Kenny Jacobs, Ryanair's chief marketing officer, said: "We apologise again sincerely for the disruption and inconvenience our rostering failure has caused some of our customers.

"We have taken on extra customer service staff and are moving now to process and expedite all EU261 claims from affected customers.

"We are committed to processing all such claims within 21 days of receipt and hope to have all such claims settled before the end of October."

Earlier this week the CAA launched an enforcement action against Ryanair for "persistently misleading passengers with inaccurate information regarding their rights in respect of its recent cancellations".

CAA chief executive Andrew Haines said he was "furious" after Ryanair cancelled an extra 18,000 flights for the winter season on Wednesday - a move that will hit 400,000 customers.

Speaking after Ryanair's decision to clarify its position, Mr Haines said: "Our job is to protect passengers' rights and ensure that all airlines operating in the UK are fully compliant with important consumer laws.

"Where we find that an airline is systematically flouting these rules, we will not hesitate to take action to minimise the harm and detriment caused to passengers, as we have done with Ryanair in recent days.

"It appears that Ryanair has now capitulated. We will review their position in detail and monitor this situation to ensure that passengers get what they are entitled to in practice."

A Ryanair internal memo allegedly instructed call centre staff to offer flights with other carriers - provided the price "does not exceed three times the value of the original Ryanair fare".

The document, unearthed by ITV News, was criticised by consumer group Which?.

Managing director Alex Neill said: "Ryanair appears to be plucking figures out of thin air as there is no legal basis for the arbitrary figure they've set.

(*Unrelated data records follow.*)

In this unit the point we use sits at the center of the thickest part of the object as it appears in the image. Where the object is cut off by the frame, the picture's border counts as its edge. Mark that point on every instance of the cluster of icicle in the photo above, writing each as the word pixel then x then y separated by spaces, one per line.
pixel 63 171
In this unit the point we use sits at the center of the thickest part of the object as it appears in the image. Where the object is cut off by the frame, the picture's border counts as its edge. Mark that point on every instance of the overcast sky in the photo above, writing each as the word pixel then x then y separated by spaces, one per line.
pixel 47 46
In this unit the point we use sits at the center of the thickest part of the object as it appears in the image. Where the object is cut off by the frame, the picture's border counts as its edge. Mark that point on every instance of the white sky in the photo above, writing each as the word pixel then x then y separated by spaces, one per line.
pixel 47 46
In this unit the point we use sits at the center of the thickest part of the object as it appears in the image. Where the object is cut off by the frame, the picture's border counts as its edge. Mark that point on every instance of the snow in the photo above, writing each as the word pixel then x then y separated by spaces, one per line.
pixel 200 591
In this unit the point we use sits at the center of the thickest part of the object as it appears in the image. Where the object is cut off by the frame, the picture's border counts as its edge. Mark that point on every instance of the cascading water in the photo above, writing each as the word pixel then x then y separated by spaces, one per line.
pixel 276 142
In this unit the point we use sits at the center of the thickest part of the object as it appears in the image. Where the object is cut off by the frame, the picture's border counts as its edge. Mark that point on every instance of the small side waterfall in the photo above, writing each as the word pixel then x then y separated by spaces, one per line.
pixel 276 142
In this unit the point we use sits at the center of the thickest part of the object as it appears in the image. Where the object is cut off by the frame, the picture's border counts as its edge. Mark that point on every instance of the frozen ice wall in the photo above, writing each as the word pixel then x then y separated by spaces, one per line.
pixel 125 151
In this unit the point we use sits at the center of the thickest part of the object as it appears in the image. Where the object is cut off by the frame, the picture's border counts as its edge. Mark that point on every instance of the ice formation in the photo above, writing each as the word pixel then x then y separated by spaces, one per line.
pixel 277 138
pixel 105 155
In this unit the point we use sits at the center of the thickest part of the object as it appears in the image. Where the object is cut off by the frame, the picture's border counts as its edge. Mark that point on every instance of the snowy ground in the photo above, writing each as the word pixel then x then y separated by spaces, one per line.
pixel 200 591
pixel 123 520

"The law says passengers must be re-routed and there's no specified limit on cost. This yet again highlights the importance of the action which the Civil Aviation Authority has started.

"It must force Ryanair to immediately change its behaviour and comply with the law."

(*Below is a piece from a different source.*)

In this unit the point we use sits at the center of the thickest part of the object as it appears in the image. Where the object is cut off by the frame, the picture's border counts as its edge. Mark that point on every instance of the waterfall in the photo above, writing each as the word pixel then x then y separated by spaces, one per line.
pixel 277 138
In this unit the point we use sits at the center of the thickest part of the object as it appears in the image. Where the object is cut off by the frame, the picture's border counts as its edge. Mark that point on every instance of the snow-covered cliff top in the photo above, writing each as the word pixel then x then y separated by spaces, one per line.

The General Secretary of the European Cockpit Association said that the cancellations show that the airline's model is not sustainable.

Speaking on RTÉ's Morning Ireland, Philip Von Schoeppenthau said: "It shows that the pre-carrier's employment practices used by this company are not sustainable and must stop. But it also shows that this is not just about annual leave, it's about poor management of a scheduling risk that was known about one year ago and it was entirely predictable."

He suggested that there is "something seriously wrong" with the Irish Aviation Authority and the way it oversees its airlines.

He said the IAA allows companies a more lenient interpretation of European safety rules on flight time limitations and the annual limit on flight hours per pilot per year.

Mr Von Schoeppenthau said across Europe this limit is counted over a calendar year whereas in Ireland it is counted from April to March, allowing certain airlines to use pilots more intensively over the summer period.

He further claimed that without this "deliberate wrong interpretation of European safety rules" mandatory cancellations would have been prevented.

The IAA categorically rejected what it said in a statement were "false, misleading and irresponsible" statements and said it does monitor Ryanair and no Irish airline can operate without adhering to all safety regulations.